Monday, November 13, 2006

Making Do on Mondays: In the Waiting Room

Oftentimes I have to bring multiple children to my medical/dental appointments... or to theirs. Sitting in the waiting room can be a daunting task! The trouble is that I am desperately trying to hide the fact that we are a travelling circus to the staff while managing calm, quiet, and courteous children in a tiny room. Unlike church I can't use a lot of tactics to maintain the peace because I don't have the "House of God" excuse. (For Mass tips, check out this post.) There's just not much of interest to the child in a boring, sterile area with magazines like Good Housekeeping lying around.

So this is what we do:

  • If possible, wait outside the office! Oftentimes, the staff will be fine coming to get you if you simply let them know you'll be right outside.
  • Put a hole puncher and a shoestring in your purse/diaper bag. This is a great little tip I heard about somewhere that can be used in almost all settings. Find a flyer or envelope or scrap paper in the office or your purse and punch a few holes in it... you can make shapes if you want to really get into it. -Then have your child use the shoestring to lace through the holes. This helps them to be focused and quiet.
  • Have long lasting little lozenges the kids can suck on... I like to use Vitamin C tablets as "treats" for the kids...
  • Play finger games: I like the variation of Rock, Paper, Scissors that uses Mosquito, Fish, Bear (I guess it's hard to describe the corresponding gestures here but you can make up your own).
  • One thing that I think makes a big difference is for YOU to change your mindset from one of "How can I have to control this situation?" into one of "How can I engage with my children right now?" Instead of trying to keep everyone quiet and still, have them all stand up and play a game in a mild manner, like Simon Says.

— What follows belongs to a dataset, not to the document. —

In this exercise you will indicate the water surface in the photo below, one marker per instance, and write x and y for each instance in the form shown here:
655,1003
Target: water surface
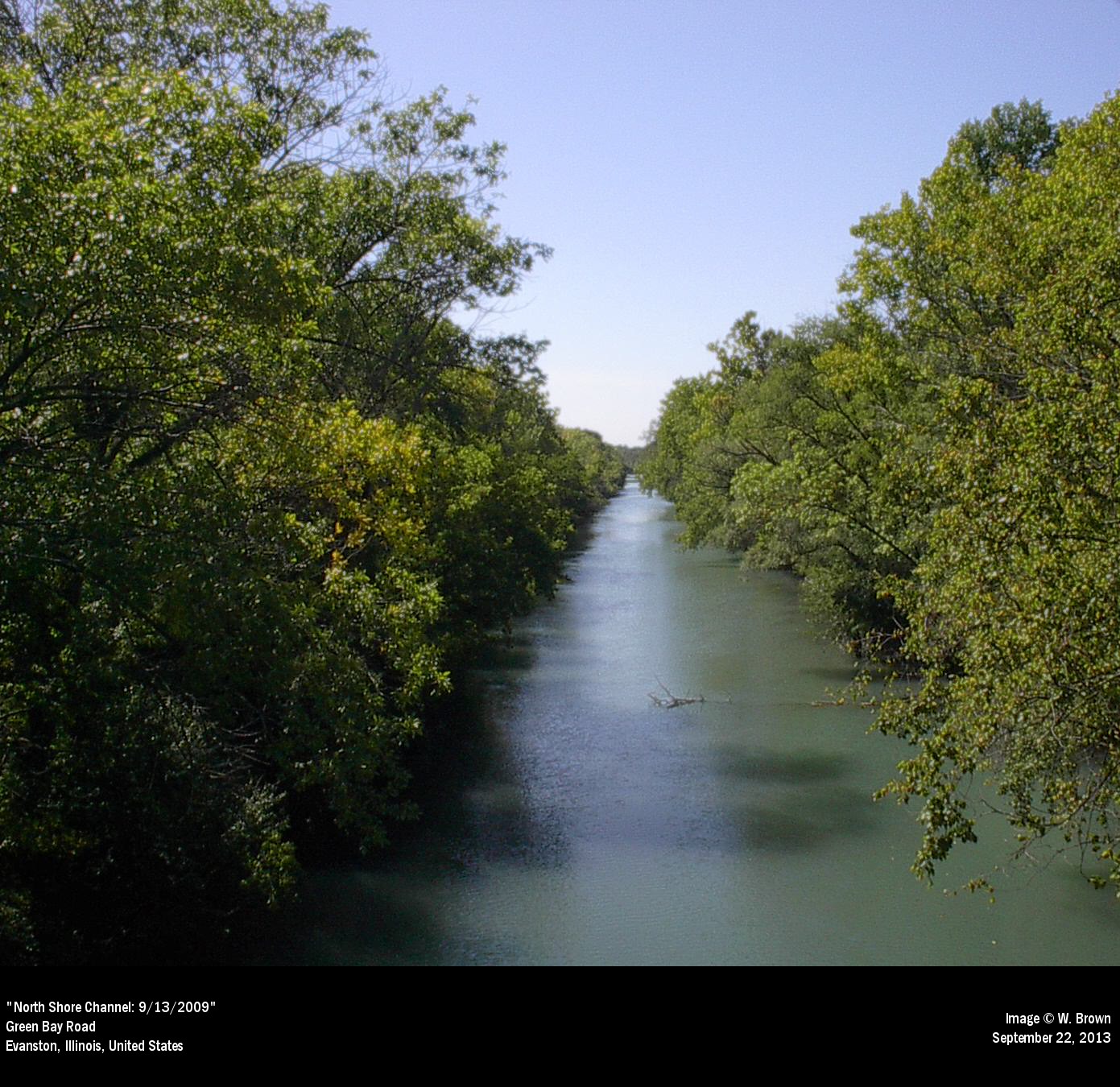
572,820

Kids love to feel like their parents are involved and interested in what they are doing. You can make simple games for little ones with simple commands. For example, tell your kids to stand tall like a soldier. Then ask them to do various movements corresponding to different animals, beat their chests like gorillas, hunch their shoulders like owls, arch their backs like cats, etc. (Eric Carl has a great kids book on this that would make a great diaper bag addition for just such an occasion). Kids who accomplish "commands" feel so proud of themselves and are eager to please.